Until relatively recently, I thought of roast chicken as nothing more than one great dinner. Any leftovers that resulted from the bird were just, well, leftovers—something I would try, often unsuccessfully, to use up in subsequent meals. I would like to be able to say that all this changed because something dramatic happened— like the birth of a child or a breakthrough in chicken technology. But the truth is that an editor called me up and asked me to write a book on how to roast chicken and cook with the leftovers. Now, a couple of years and many, many roast birds later, I’ve become a preacher of the leftover chicken gospel. All that roasting has convinced me that chicken on the second go-round is a very convenient and versatile addition to all sorts of weeknight dinners, from Caesar salad and tacos to quick stir-fries and pastas. With a roast chicken in the fridge, you have a head start on getting a delicious meal on the table fast.
Here’s how it works
Roast two chickens when you have a little time. Serve one of them that night for dinner, and use the second one (plus any remaining meat from the first one) in lively dishes in the following few days. Just remember to plan your leftover meals ahead so that when you’re at the market, you can pick up the ingredients you’ll need.
Tips for roasting a bird with moist meat & crisp skin
A few techniques distinguish my roast chicken method from others you may have tried.

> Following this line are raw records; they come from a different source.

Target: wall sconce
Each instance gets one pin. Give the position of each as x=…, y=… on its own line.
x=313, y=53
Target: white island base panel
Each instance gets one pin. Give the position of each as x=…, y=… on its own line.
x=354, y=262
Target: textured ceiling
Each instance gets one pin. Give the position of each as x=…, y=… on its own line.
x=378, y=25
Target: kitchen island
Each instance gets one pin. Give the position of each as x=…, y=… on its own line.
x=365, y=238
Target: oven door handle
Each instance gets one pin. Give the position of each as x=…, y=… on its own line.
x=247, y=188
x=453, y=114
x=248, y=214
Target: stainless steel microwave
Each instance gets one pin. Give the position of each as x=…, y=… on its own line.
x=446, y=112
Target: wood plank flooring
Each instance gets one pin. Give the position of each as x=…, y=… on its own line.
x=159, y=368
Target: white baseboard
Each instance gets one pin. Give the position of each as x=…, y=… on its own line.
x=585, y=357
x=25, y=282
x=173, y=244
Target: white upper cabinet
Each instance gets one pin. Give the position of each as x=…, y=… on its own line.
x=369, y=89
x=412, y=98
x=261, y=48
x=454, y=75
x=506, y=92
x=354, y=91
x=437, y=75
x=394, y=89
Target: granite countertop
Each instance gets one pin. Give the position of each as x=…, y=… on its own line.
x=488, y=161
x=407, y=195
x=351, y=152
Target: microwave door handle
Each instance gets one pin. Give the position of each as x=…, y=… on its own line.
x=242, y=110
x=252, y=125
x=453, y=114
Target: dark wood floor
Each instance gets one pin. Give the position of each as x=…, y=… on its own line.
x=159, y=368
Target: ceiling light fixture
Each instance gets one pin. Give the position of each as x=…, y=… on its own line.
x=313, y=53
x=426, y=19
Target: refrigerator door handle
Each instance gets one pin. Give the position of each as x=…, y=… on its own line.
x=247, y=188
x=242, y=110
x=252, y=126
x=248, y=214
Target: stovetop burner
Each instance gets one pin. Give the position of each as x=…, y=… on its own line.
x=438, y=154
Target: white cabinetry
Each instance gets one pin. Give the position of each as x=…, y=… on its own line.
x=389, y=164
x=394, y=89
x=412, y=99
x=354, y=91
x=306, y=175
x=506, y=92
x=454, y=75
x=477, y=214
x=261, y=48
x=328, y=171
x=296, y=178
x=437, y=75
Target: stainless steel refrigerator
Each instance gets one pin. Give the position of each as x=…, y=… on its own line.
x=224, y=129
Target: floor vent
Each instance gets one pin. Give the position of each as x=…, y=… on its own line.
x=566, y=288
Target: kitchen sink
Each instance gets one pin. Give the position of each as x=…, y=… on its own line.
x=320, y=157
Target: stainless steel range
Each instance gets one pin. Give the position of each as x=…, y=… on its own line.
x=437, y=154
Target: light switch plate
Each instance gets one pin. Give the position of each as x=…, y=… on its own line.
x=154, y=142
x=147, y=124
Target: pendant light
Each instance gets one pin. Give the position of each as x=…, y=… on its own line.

Salt the chicken ahead. Salting seasons the bird, of course, but if you can do it a day, or even a few hours, ahead, you’ll get more flavorful meat and crisper skin. You can also flavor the salt with herbs and zest.
Use a rack. A V-shaped roasting rack cradles the chicken and allows its juices to drip away, leaving even the bottom skin crisp.
Start breast side up and flip halfway through. Starting with the breast up ensures brown, crispy skin. Turning the bird over keeps the breast moist while the slower-cooking legs finish roasting.